Documentary sound like I work with is of course a small subsection of a medium that also incorporates music, its queen. I like documentary sound for several reasons. First, by removing agency, a field recording reminds us that the seat of the artistic experience is in the framing and perception of experience -- that what the artist does is offer objects or moments within a rich dialog of material that is not itself art, but only a vehicle for artistic experience. Remove the auteur as genius and you teach the capacity to appreciate the aesthetic wherever it is encountered. I think that's an important education in these late days.

Also, technically, there is a profound timbrel and spatial richness in every-day soundscape -- much more so than in almost all music, no matter how highly and carefully produced. Such richness affords fabulous material to manipulate and juxtapose.

And finally, speaking of juxtaposition, I am personally delighted in field recording by the experience of fabulous serendipity. Capturing or recapitulating chance juxtaposition which would seem -- seem -- to be the expression of capricious artist genius or humor is great fun and a great teacher. That notion -- of the accident as greatest inspiration -- has really come to pervade my relationship to almost everything.

C:  This is fascinating! Once you have made recordings, you layer and manipulate them to create the tracks that people can listen to. How do you decide what to change about a recording, what to add or subtract, lengthen or shorten?

AX:
Much of what I do these days is NOT make such editorial decisions. There are really two strands to my work: the highly and meticulously composed, like the track Malaria that Nicole used, and the un-composed or 'naked' re-presentation of soundscape.

Over the years I have never lost my love for making very musical work with a musician's sensibility and commitment to editorial if not performative wizardry -- and the satisfaction of that work, especially at a musical level, never dims -- but I think the most aesthetically interesting and serious work I do has left that essentially behind in favor of work that uses soundscape in very different ways. E.g. that allows chance and scale and context to encourage reflection on, appreciation of, or engagement with, the richness and quality of essentially unedited and often un-ending soundscape.

I've even gone beyond that in fact, to making work that is interested in the question of what happens when documentary work is itself no more intelligible or digestible than the moments it is understood to have captured. E.g. by making work with very very long recordings (8 hours or more, 24 hours or more...) and then presenting them in a way that poses the question: do you have the time to listen to this? To sit with this? What are you missing if not? What would you gain if so? And so on.

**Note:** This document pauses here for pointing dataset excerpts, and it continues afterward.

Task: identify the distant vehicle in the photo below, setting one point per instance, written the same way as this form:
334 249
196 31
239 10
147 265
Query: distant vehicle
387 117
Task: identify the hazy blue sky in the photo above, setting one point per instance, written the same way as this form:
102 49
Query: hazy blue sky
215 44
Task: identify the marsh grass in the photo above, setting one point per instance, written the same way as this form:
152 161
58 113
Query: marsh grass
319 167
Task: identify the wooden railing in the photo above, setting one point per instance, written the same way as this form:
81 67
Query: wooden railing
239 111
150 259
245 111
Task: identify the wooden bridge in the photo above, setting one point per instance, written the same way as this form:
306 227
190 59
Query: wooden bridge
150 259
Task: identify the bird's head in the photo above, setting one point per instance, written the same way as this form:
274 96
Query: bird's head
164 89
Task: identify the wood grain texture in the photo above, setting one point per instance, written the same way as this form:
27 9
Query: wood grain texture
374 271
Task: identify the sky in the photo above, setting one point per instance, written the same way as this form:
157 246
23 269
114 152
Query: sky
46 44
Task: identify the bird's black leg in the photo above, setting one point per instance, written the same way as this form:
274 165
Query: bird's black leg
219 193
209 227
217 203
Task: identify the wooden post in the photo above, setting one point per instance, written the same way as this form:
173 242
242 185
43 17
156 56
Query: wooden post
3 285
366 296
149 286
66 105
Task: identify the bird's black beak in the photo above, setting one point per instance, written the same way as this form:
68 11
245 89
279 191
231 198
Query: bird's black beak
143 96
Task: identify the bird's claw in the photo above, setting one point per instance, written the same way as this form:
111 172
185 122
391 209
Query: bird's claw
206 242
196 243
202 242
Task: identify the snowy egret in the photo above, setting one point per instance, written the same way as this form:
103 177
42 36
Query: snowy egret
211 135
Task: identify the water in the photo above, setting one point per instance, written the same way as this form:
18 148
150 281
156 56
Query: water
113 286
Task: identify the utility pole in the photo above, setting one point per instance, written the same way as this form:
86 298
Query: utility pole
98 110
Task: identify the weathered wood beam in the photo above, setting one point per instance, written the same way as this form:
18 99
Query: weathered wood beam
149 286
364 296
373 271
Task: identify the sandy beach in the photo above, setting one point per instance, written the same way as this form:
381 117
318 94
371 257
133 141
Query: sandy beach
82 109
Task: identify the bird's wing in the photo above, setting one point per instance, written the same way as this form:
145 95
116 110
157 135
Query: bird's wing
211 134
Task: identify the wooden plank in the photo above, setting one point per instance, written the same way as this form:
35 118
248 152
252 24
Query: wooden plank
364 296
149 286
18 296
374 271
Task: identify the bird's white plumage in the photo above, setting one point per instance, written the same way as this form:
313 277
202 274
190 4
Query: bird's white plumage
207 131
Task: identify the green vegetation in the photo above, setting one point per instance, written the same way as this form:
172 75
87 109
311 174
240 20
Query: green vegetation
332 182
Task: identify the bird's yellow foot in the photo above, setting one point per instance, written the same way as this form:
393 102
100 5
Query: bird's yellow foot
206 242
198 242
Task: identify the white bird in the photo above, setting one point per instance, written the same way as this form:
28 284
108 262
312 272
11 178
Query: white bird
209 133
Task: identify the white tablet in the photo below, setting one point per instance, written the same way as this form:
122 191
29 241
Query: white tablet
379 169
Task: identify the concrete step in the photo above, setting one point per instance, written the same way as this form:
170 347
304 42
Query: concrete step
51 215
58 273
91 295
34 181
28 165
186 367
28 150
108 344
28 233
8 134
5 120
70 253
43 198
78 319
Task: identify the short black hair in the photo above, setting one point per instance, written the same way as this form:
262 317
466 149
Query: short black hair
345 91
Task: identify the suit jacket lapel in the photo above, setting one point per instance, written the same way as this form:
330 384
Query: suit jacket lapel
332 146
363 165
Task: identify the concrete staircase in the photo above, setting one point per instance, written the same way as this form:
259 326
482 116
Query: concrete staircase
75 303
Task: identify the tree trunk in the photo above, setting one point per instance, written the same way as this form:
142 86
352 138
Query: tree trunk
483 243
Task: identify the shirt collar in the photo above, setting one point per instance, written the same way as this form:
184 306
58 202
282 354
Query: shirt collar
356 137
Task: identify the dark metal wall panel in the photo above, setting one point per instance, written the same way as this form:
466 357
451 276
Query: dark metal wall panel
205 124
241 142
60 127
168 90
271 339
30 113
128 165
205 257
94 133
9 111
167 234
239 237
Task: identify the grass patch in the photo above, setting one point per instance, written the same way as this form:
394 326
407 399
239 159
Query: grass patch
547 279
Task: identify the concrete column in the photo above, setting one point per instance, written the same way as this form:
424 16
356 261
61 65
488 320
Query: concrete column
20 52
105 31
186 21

C: In some ways, I think this could be likened to modern dance. Some pieces don't have a narrative or anything "set" about them, while others do. So what is next for you? Is there a place you have always wanted to visit and record, but have not yet had the chance?

AX:
At the moment my ability to work is very sparse; I have two young children and the demands that places on me -- combined with the necessity of maintaining a full-time day-job -- prevent the kind of time-intensive studio work that I did ten years ago.

I hope and trust that will change, but in the meantime I take my aesthetic rewards in smaller ways, e.g. through my return to un-mediated music making through my obsession with a contemporary instrument form called the handpan -- melodic steel percussion that looks like a UFO held in the lap, but sings like an angelic harp made of ceramic.

My next large-scale sound project will most likely be a marrying of field recording with the (manipulated) sounds of those instruments.  You can read more about my fascination with such instruments here.

C: Fantastic! Thanks for giving us some insight into your work! Looking forward to what you do next.